Ma di chi è la sconfitta? Il Pd ha fatto una campagna poco convinta per sostenere un candidato che non voleva e che pure aveva vinto le primarie? «No, certo che abbiamo mandato forse in ritardo i messaggi al mondo di centro. Anche la lista civica di Casson non ha recuperato al centro, dopo l’uscita dell’Udc e soprattutto di Simone Venturini, una vera macchina da guerra delle prefernze. È passato un messaggio che era una lista in qualche modo sovrapponibile alla nostra».

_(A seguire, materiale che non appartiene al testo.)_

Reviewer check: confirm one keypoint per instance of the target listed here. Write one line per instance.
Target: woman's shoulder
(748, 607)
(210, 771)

Qualcuno ha gioito per la sconfitta di Casson? «Non credo, anche se qualcuno non lo ha votato, è vero. Paolo Costa ad esempio. Ma cosa occorreva mettergli le dita negli occhi in campagna elettorale?» Problemi di mancata comunicazione e di scarsa convinzione da parte del Pd. Il tam tam che poteva anche non andare bene si era diffuso in alcuni circoli già all’indomani dell’esito del primo turno.

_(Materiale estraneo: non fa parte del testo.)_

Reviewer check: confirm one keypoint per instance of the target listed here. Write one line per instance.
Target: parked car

«Io mi dimetterò nelle prossime ore», dice Rosteghin, ancora in forse nel suo ingresso in Consiglio comunale perché quarto dei votati nella lista Pd, «le ragioni della sconfitta sono tante adesso le dobbiamo analizzare. E ripartire, dai problemi della gente».
Ma i lunghi coltelli sono pronti a spuntare. Nel Pd gli scontenti superano i rassegnati, le divisioni come sempre si moltiplicano. Renziani della prima e seconda ora, bersaniani ancora in maggioranza anche se sull’orlo della scissione, cassoniani arrabbiati per il «tradimento». La resa dei conti già nelle prossime ore. E poi, in autunno, il congresso straordinario già convocato dal segretario provinciale del partito.